However, the lawsuit goes on to allege that it was not only the appraiser that exhibited bias, but also names as defendants Rocket Mortgage, the lender, and Solidifi, the appraisal management company (AMC) that serves as the bridge between the lender and the appraiser. This is concerning because the DOJ's decision to go after a lender for not doing enough to rectify the situation calls into question key passages of the Dodd-Frank Wall Street Reform and Consumer Protection Act – the cornerstone piece of legislation that came out of the 2008 financial crisis.
Before Dodd-Frank, lenders directly contracted with appraisers who sought to keep their business by producing appraisals that showed home values steadily rising. This cozy relationship allowed mortgage lenders to make bigger and more profitable loans, which in turn contributed to the market bubble that resulted in one of the biggest financial implosions in modern history.
Dodd-Frank sought to address this conflict of interest by creating a firewall between lenders and appraisers, encouraging the use of AMCs. These intermediaries receive requests for appraisals by lenders and then refer those requests to independent appraisers who they have vetted. That way the lenders have no way to select appraisers based on who they think will provide the most ideal appraisal, eliminating any potential conflicts of interest.
The problem with the recent DOJ lawsuit is that it seeks to hold Rocket Mortgage responsible for the actions of a third-party appraiser who was contracted by an AMC. As Dodd-Frank lays out, lenders are supposed to keep appraisers at arm's length, so how can the DOJ hold Rocket responsible for the actions of the independent appraiser?
According to the DOJ lawsuit, a customer service representative from Rocket instructed the homeowner that she could re-do part of the appraisal herself and select her own comparables – the homes used in the appraisal as point of comparison for the home being evaluated. This is often where alleged discrimination can make its way into the appraisal process, so allowing the homeowner to select her own comparables could have been key to addressing the issue.
However, the homeowner in this case decided not to do the work of selecting the comparables. The DOJ concurred in the complaint that this would have placed the burden of remedying the alleged discrimination on the homeowner. But Rocket's hands were tied in this situation. It went about as far as it could in helping the homeowner address her concerns, but it is ultimately prohibited by federal law from getting involved in the appraisals process.
Federal prosecutors succeeded in getting big headlines with a high-profile lawsuit against the biggest mortgage lender in the country. But now the DOJ is threatening to throw the entire regulatory regime that guides the mortgage-lending process into chaos. Instead of acting against those who are precluded by law and regulation from getting involved in the appraisal process, the DOJ should use its resources to go after those that can and should be held liable for pernicious appraisal practices.

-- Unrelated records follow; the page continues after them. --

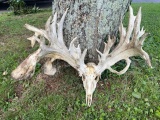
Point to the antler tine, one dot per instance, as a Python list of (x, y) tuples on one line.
[(130, 45), (81, 63), (130, 24), (60, 28), (109, 44), (53, 26)]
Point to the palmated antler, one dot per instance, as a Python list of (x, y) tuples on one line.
[(54, 49), (130, 44), (52, 46)]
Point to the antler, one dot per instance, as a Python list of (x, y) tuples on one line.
[(51, 46), (130, 45)]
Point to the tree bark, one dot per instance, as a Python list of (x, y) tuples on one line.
[(91, 21)]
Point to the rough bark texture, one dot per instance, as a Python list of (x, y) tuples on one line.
[(91, 21)]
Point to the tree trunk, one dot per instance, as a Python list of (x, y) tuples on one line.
[(91, 21)]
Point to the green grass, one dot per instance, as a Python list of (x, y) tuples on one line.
[(134, 95)]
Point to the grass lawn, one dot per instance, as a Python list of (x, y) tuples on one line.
[(133, 96)]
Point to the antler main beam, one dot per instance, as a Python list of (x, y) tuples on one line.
[(130, 44), (53, 47)]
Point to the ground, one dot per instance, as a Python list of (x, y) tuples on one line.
[(134, 95)]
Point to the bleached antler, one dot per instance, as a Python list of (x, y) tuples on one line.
[(54, 49), (52, 46), (130, 45)]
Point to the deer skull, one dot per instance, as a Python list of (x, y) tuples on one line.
[(90, 80), (130, 44)]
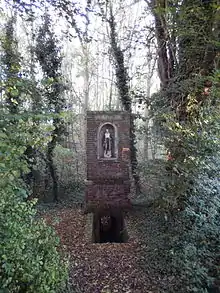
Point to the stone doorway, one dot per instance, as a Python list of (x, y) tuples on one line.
[(109, 228)]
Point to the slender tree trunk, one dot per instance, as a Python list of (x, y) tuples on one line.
[(123, 88), (51, 166)]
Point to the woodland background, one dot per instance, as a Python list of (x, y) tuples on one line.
[(158, 60)]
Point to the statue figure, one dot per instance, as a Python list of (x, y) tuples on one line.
[(107, 144)]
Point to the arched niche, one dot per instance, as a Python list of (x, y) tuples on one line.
[(107, 142)]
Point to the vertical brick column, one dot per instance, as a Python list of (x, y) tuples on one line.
[(108, 183)]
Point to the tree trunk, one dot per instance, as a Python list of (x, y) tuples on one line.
[(52, 168), (123, 88)]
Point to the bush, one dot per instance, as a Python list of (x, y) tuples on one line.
[(30, 261), (29, 258)]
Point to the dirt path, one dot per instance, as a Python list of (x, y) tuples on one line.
[(99, 268)]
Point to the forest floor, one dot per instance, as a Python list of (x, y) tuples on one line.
[(109, 267)]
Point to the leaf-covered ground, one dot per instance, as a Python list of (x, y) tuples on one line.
[(101, 268)]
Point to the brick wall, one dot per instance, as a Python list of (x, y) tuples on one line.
[(108, 182)]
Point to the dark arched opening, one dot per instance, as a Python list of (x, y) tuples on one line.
[(109, 228)]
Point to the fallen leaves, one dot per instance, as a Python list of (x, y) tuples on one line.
[(98, 268)]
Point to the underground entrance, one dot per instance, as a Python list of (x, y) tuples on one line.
[(109, 227)]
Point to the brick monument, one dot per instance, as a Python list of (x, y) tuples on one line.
[(108, 166)]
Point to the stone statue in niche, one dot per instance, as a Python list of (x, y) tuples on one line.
[(107, 144)]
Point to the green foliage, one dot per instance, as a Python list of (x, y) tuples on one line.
[(29, 257), (191, 194)]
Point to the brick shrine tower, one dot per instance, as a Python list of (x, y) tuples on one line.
[(108, 169)]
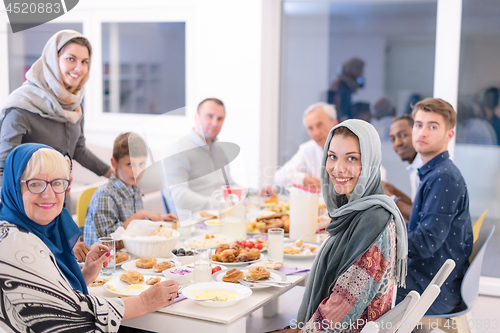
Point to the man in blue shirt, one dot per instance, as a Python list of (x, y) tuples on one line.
[(440, 227)]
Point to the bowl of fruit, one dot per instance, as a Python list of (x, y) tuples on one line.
[(253, 243), (185, 257)]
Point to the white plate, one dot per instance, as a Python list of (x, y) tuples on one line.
[(263, 233), (131, 265), (130, 258), (200, 242), (213, 212), (212, 224), (301, 255), (213, 264), (235, 263), (253, 214), (193, 290), (120, 286), (276, 276), (254, 241)]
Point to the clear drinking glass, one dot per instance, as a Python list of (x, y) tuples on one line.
[(111, 244), (184, 216), (275, 239), (202, 267)]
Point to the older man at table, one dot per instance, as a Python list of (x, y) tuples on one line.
[(193, 182), (305, 166)]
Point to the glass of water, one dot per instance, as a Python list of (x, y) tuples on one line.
[(202, 267), (275, 240), (111, 244), (184, 222)]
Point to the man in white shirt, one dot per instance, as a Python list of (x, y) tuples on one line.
[(194, 162), (401, 139), (191, 170), (305, 166)]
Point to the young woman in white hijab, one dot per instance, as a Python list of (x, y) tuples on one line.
[(353, 276), (47, 107)]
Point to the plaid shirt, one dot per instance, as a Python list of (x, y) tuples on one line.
[(110, 206)]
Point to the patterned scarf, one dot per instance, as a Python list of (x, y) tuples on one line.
[(356, 223)]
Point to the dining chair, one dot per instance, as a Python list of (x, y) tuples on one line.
[(458, 320), (407, 313), (391, 320), (476, 227), (82, 204)]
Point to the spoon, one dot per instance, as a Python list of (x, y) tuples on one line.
[(215, 299)]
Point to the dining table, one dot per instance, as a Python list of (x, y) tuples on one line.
[(188, 316)]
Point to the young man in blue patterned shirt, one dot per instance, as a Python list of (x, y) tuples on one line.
[(118, 202), (440, 226)]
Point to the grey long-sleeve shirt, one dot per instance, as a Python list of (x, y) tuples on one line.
[(21, 126)]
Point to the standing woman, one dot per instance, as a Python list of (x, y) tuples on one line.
[(353, 276), (47, 107)]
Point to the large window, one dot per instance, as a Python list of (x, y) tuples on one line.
[(144, 67), (396, 42), (477, 152), (25, 47)]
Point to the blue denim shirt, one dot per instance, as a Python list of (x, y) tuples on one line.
[(440, 228)]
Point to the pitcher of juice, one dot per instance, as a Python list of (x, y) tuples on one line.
[(304, 203), (231, 208)]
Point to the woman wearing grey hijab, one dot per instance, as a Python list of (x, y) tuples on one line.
[(47, 107), (353, 276)]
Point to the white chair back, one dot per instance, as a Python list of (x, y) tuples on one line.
[(389, 321)]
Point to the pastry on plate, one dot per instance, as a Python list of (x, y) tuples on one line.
[(271, 200), (258, 273), (132, 277), (206, 214), (233, 275), (146, 262), (311, 248), (153, 280), (161, 231), (254, 254), (267, 264), (299, 243), (227, 256), (221, 247), (290, 250), (121, 257), (100, 281), (161, 266)]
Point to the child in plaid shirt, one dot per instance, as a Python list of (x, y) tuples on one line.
[(118, 202)]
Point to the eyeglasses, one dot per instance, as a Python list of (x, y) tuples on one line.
[(37, 186)]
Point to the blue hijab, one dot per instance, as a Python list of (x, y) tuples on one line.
[(60, 235)]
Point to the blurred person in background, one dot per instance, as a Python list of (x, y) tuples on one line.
[(361, 111), (383, 115), (472, 126), (491, 104), (304, 168), (401, 140), (348, 82)]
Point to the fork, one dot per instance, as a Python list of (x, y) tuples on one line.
[(267, 283), (215, 299)]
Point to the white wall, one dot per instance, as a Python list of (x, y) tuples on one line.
[(371, 49), (304, 76)]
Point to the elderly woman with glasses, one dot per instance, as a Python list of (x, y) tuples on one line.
[(42, 289)]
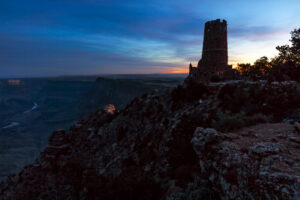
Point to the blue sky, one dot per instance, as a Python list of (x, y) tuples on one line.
[(71, 37)]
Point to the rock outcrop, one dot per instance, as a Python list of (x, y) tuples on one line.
[(166, 146)]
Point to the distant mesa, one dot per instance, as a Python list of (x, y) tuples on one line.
[(214, 59)]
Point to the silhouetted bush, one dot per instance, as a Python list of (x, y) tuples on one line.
[(228, 121)]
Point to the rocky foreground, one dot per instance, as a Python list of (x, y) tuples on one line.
[(233, 140)]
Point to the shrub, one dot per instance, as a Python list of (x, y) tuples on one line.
[(228, 121)]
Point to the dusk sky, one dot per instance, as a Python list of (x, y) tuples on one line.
[(69, 37)]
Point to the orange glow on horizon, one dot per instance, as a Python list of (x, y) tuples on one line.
[(183, 70)]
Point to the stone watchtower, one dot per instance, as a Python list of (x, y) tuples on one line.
[(214, 52)]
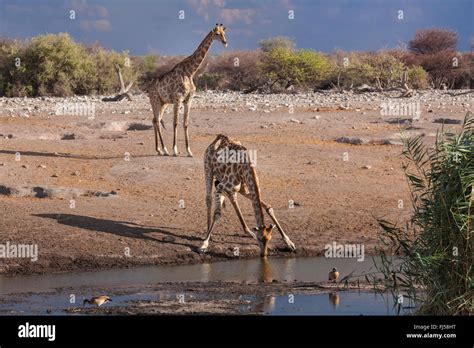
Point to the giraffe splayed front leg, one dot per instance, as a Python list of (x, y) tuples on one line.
[(187, 107)]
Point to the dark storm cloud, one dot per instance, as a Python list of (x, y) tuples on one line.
[(143, 26)]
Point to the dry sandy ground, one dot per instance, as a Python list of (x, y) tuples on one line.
[(142, 222)]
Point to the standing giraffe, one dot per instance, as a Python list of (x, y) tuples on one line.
[(232, 178), (177, 87)]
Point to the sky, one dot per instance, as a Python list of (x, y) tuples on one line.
[(154, 26)]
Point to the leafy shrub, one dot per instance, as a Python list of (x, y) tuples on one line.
[(436, 244)]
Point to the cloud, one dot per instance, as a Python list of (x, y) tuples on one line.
[(84, 7), (100, 25), (231, 15), (203, 7)]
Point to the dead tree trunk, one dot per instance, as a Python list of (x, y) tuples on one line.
[(407, 91), (123, 93)]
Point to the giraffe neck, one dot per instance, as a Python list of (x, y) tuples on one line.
[(194, 61), (254, 190)]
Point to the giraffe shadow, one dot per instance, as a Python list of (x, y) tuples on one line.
[(67, 155), (120, 228)]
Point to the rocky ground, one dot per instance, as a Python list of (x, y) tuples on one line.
[(81, 179)]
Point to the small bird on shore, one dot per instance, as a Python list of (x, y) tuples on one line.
[(334, 275), (98, 301)]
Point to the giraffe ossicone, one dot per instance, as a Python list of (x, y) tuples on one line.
[(177, 87)]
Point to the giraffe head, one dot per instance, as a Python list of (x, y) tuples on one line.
[(219, 34), (264, 235)]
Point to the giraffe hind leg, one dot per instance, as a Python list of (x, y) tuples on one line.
[(158, 110), (219, 198)]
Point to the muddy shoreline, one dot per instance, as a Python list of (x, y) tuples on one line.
[(186, 298)]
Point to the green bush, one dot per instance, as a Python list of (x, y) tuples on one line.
[(56, 65), (303, 68), (436, 245), (418, 77)]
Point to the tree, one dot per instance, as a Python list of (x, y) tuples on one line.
[(285, 68), (430, 41), (435, 50)]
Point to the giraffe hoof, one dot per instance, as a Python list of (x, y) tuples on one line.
[(291, 245)]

A transition between any two Administrations brings changes to federal agencies, but given President Trump's particular focus on reining in what he believes in an overly aggressive DOJ, hopefully such examples of prosecutorial overreach will be brought to an end. The morass of regulation facing companies in the United States already makes it difficult to do business and ambitious prosecutors in the DOJ shouldn't look to score points on companies that are simply trying to follow the law.